Spousal Liability for Debt

9th July 2017

There has been a very important but little reported case recently which has far reaching implications for both married and unmarried couples in so far as their liability for the others debt is concerned, especially when it relates to business debt. In this case there had been a bank loan by the husband for the purposes of his business. The husband became bankrupt and the loan and other debts could not be paid back in full from his share of assets. The Trustee in Bankruptcy sought a sale of the marital home and effectively that the loan be repaid from the wife’s share of the property on the grounds that whilst the parties were together she must have indirectly had some of the benefit of that loan by virtue of the money and income it brought in from the husband’s business.
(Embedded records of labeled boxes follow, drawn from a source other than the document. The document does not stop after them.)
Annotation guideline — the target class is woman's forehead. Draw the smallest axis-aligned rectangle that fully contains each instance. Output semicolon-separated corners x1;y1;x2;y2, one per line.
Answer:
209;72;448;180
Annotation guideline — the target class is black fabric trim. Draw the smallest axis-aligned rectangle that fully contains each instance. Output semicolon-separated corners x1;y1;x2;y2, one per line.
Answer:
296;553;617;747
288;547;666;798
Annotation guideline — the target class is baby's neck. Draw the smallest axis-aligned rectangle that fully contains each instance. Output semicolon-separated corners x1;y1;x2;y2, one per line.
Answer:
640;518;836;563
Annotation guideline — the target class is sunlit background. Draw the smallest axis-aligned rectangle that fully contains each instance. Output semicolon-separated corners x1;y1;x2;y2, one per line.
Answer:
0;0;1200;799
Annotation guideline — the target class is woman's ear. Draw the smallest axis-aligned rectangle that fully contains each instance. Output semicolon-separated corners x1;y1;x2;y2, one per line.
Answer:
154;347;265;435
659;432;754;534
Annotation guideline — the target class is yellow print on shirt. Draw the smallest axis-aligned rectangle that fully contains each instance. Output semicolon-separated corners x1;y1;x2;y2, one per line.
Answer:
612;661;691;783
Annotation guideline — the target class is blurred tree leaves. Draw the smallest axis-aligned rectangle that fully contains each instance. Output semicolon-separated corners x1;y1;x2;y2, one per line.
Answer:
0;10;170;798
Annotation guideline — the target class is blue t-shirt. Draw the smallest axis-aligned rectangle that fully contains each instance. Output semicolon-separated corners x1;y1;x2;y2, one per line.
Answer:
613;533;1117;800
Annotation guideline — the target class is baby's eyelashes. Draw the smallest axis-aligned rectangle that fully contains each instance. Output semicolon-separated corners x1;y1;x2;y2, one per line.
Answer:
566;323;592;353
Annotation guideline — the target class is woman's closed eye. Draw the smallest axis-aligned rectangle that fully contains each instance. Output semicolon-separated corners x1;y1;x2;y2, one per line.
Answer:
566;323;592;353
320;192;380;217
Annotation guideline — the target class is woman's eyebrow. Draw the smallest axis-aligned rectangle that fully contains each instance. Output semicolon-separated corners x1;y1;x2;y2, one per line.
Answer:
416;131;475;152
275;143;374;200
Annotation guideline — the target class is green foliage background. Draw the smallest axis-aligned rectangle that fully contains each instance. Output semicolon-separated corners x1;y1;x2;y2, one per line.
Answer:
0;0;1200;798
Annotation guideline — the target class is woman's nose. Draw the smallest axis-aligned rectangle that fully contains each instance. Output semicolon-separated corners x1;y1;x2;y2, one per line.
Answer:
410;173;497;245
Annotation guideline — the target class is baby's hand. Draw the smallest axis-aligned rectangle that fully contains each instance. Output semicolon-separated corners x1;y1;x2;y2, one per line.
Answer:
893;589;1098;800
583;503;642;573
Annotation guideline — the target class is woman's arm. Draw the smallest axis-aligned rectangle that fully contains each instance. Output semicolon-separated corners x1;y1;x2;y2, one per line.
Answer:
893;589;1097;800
The Court of Appeal rejected the argument saying that firstly the foreseeable benefit from the loan, in so far as the business was concerned, was uncertain and secondly the husband and wife had not operated as a single unit financially, they had kept finances separate. To make such an order which meant that the wife would be paying the husband’s debts would therefore be inequitable. This however does have some implications. In this case the loan was not put directly into the marital pot but into the husband’s business and there is no understanding of what might happen if the loan was directly beneficial to both parties. Secondly the parties had kept their financial matters separately and apart which infers the outcome might have been different had they intermingled their marital assets.